原因
肥厚性皮膚骨膜症は、SLCO2A1やHPGDと呼ばれる遺伝子に異常が生じることによって発症します。
SLCO2A1やHPGD遺伝子は、どちらもプロスタグランジンE2の代謝にかかわるタンパク質をつくっています。プロスタグランジンE2は発熱や骨吸収などに関係したはたらきがある物質で、細胞の外から中に取り込まれる必要があります。しかし、SLCO2A1遺伝子に異常があると、細胞内にプロスタグランジンE2がうまく取り込まれなくなります。また、HPDG遺伝子に異常があると、プロスタグランジンE2の分解が障害を受けることになります。
このどちらの遺伝子異常であっても同様にプロスタグランジンE2が体内で蓄積する結果に至ります。プロスタグランジンE2は、健康な体であっても存在する物質ではありますが、過剰に存在することで病的な意義が見られると考えられています。
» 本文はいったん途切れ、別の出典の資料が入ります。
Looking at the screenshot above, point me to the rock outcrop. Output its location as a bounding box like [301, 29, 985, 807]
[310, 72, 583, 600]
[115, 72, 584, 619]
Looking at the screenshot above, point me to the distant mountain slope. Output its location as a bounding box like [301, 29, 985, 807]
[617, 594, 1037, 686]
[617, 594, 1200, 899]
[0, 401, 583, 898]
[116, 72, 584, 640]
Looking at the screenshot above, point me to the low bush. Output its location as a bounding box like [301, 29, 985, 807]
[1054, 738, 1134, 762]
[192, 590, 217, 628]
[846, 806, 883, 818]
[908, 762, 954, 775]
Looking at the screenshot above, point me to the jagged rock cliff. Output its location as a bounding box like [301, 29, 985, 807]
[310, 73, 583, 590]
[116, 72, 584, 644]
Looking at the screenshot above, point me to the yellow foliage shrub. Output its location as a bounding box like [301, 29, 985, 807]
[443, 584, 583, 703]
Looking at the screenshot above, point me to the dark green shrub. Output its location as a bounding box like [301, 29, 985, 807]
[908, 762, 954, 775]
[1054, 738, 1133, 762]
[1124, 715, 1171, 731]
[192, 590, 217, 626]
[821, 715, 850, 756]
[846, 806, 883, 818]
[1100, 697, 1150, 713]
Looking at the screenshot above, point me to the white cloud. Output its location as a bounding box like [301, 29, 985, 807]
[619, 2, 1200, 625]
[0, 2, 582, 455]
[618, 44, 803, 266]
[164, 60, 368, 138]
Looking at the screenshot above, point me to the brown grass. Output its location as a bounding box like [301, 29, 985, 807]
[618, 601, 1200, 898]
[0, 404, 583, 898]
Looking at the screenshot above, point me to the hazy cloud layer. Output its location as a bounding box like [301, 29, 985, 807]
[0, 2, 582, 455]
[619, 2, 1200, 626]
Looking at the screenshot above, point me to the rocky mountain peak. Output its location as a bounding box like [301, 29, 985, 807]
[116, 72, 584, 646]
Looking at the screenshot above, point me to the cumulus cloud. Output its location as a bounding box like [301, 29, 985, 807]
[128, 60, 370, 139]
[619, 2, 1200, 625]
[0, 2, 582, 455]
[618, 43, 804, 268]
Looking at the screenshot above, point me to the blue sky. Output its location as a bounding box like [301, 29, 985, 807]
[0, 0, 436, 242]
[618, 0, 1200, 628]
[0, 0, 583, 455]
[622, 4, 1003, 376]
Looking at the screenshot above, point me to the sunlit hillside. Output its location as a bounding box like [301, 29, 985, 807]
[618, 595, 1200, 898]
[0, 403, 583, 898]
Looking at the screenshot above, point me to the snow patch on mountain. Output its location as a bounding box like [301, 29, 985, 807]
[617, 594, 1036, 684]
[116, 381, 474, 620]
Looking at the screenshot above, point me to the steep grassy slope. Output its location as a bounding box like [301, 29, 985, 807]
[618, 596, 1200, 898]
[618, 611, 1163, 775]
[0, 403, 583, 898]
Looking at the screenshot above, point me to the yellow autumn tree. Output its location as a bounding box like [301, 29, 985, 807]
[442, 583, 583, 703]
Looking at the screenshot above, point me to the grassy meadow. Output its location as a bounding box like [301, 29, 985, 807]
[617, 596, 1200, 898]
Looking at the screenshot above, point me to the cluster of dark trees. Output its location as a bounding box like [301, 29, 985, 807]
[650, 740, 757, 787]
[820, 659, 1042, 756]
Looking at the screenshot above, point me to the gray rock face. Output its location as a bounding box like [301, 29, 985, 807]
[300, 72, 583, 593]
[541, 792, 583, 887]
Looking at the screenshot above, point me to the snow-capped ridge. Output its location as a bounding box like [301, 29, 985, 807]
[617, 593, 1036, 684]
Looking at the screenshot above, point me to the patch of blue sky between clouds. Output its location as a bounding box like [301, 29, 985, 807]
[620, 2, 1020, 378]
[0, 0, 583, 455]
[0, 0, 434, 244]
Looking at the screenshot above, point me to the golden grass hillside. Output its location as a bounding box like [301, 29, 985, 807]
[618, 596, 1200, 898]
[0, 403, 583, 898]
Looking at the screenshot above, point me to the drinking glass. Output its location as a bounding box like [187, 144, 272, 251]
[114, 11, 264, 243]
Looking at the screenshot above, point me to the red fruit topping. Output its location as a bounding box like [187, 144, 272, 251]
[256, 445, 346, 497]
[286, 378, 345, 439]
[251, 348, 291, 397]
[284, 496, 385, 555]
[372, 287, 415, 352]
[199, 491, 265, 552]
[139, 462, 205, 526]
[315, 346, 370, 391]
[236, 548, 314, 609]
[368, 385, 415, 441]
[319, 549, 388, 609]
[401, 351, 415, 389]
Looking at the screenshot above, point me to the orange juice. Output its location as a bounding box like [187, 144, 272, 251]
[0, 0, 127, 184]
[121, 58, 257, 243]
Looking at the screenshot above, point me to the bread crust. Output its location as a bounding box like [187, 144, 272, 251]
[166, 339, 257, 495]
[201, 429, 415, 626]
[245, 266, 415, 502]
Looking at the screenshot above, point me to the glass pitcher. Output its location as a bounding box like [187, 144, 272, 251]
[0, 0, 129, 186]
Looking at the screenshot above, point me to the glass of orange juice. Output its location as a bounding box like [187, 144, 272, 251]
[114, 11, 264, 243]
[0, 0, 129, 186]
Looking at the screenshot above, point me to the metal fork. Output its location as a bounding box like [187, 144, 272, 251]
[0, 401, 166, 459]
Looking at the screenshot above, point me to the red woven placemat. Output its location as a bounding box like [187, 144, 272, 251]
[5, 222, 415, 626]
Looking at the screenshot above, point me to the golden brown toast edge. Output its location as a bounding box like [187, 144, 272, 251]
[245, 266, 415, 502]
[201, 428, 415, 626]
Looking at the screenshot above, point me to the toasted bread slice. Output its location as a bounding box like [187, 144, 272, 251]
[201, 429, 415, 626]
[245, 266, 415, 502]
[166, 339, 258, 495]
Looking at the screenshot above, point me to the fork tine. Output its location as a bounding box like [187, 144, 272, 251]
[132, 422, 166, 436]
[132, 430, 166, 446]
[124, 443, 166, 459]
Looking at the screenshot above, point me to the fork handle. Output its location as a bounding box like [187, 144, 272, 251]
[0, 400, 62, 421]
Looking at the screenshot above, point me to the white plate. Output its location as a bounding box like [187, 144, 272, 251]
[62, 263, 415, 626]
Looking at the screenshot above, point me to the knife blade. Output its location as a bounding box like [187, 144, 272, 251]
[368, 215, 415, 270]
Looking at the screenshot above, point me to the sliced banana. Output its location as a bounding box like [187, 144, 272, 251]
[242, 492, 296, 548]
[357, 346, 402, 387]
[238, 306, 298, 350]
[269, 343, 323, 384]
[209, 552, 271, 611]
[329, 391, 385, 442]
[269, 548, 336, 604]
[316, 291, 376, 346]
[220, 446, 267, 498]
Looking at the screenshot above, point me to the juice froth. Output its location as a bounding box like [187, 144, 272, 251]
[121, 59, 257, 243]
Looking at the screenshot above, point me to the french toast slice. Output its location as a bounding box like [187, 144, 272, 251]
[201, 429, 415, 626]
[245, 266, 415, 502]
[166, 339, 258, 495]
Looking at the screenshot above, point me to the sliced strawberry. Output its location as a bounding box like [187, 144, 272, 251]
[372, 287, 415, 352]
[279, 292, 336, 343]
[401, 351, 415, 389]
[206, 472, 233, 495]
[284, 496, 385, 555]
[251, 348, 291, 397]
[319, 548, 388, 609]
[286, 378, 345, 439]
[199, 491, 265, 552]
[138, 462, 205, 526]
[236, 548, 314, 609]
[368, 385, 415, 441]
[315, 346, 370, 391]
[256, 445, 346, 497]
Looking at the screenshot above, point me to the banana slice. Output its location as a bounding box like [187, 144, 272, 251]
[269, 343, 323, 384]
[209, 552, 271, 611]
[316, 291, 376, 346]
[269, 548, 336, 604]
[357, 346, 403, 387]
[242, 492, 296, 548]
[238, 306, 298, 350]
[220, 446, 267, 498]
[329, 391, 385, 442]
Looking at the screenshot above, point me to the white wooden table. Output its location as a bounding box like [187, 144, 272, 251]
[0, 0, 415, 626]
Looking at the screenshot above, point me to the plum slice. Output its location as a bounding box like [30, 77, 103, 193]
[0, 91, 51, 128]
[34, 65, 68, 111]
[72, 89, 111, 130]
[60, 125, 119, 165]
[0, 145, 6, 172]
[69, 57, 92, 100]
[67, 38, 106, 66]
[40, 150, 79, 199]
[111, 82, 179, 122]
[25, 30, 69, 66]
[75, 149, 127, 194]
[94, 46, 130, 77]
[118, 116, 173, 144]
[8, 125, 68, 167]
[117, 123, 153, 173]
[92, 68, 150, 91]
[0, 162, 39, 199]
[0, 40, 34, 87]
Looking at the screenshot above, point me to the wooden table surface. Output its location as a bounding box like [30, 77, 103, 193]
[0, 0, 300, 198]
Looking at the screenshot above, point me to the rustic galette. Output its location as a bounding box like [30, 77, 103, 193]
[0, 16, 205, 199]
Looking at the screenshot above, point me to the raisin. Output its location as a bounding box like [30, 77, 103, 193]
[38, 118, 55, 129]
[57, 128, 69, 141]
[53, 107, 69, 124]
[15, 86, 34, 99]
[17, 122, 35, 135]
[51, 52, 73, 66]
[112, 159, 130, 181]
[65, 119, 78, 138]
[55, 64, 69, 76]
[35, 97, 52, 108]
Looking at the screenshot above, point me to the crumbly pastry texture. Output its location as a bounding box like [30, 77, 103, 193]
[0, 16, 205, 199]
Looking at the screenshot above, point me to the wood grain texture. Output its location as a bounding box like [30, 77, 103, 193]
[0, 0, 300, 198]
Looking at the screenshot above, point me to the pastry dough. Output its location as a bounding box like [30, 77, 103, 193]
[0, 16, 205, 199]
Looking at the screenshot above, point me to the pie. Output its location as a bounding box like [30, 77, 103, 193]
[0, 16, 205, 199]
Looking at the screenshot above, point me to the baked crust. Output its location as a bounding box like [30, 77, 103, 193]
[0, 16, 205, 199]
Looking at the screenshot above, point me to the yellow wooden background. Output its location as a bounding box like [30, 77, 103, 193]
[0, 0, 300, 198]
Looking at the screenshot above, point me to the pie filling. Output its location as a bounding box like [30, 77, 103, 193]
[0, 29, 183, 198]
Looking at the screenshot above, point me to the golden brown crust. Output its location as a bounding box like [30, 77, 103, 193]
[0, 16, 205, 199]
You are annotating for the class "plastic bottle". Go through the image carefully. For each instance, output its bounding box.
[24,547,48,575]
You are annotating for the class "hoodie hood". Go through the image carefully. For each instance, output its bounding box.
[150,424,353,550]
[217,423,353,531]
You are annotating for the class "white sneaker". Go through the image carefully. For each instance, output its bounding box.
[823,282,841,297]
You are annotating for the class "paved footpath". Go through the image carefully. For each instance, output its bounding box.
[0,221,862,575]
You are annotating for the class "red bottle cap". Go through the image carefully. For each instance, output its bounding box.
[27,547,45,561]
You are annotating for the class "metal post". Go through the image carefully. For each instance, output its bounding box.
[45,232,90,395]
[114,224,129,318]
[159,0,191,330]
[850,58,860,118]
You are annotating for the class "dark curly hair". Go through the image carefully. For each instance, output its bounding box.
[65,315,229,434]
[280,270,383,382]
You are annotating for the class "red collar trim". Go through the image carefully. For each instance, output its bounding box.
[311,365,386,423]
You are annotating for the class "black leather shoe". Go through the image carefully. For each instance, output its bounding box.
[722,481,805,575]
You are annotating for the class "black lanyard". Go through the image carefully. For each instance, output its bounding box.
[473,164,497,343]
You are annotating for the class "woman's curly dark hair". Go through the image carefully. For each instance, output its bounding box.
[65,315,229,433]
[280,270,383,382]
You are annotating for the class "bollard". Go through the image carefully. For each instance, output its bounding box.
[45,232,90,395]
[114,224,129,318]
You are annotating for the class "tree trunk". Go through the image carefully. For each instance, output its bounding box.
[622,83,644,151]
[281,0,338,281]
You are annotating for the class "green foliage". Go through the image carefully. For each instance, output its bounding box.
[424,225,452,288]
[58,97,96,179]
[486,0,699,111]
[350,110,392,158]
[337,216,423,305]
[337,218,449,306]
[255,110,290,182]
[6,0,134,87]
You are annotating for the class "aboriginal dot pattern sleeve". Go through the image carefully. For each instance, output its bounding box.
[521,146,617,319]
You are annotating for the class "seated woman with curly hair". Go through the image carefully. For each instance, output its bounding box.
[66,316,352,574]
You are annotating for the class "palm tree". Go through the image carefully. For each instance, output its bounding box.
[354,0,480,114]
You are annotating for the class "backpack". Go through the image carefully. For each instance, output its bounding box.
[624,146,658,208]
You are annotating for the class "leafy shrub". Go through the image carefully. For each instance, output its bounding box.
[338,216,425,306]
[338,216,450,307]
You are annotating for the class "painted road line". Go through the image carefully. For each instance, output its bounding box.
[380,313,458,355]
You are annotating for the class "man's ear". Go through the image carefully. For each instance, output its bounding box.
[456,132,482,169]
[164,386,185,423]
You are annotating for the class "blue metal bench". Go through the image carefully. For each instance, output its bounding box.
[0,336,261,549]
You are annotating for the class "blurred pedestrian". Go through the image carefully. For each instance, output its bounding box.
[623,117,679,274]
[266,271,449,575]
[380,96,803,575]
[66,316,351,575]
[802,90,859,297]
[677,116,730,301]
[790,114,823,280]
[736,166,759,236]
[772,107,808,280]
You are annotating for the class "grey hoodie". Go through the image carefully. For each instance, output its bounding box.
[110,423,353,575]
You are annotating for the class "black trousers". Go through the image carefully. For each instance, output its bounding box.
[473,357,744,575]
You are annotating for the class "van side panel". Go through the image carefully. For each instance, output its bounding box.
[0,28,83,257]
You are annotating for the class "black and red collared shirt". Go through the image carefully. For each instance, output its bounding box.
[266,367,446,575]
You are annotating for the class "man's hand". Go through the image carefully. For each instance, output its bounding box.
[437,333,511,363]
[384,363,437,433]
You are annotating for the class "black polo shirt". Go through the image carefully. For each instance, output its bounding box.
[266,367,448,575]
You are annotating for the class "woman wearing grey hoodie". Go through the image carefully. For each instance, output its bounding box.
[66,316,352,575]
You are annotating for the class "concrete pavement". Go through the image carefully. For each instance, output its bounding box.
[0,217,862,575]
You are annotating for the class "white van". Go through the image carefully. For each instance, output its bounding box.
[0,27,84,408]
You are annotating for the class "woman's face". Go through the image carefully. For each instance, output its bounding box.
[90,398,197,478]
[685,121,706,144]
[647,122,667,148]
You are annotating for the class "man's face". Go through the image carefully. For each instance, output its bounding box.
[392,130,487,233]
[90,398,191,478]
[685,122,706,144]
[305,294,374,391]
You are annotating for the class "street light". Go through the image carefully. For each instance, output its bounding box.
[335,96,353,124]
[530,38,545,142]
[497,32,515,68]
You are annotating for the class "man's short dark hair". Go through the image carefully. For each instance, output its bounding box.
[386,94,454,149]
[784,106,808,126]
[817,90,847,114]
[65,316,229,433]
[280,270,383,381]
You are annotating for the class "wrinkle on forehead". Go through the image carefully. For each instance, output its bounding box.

肥厚性皮膚骨膜症は、「常染色体劣性遺伝」といった遺伝形式をとります。人の細胞の中にSLCO2A1やHPGD遺伝子はそれぞれ2組、父親と母親からそれぞれひとつずつ受け継いでいます。ひとつの遺伝子(たとえばHPGD遺伝子)に異常が存在する場合、残りのひとつが正常な酵素機能を代償することができるため、病気を発症することはありません。一方、両親ともがひとつずつ異常なHPGD遺伝子を持っている場合、理論的に25%の確率でお子さんが異常なHPGD遺伝子を2つ持つことになり、結果として病気を発症します。そして、50%の確率でお子さんが病気の保因者になります。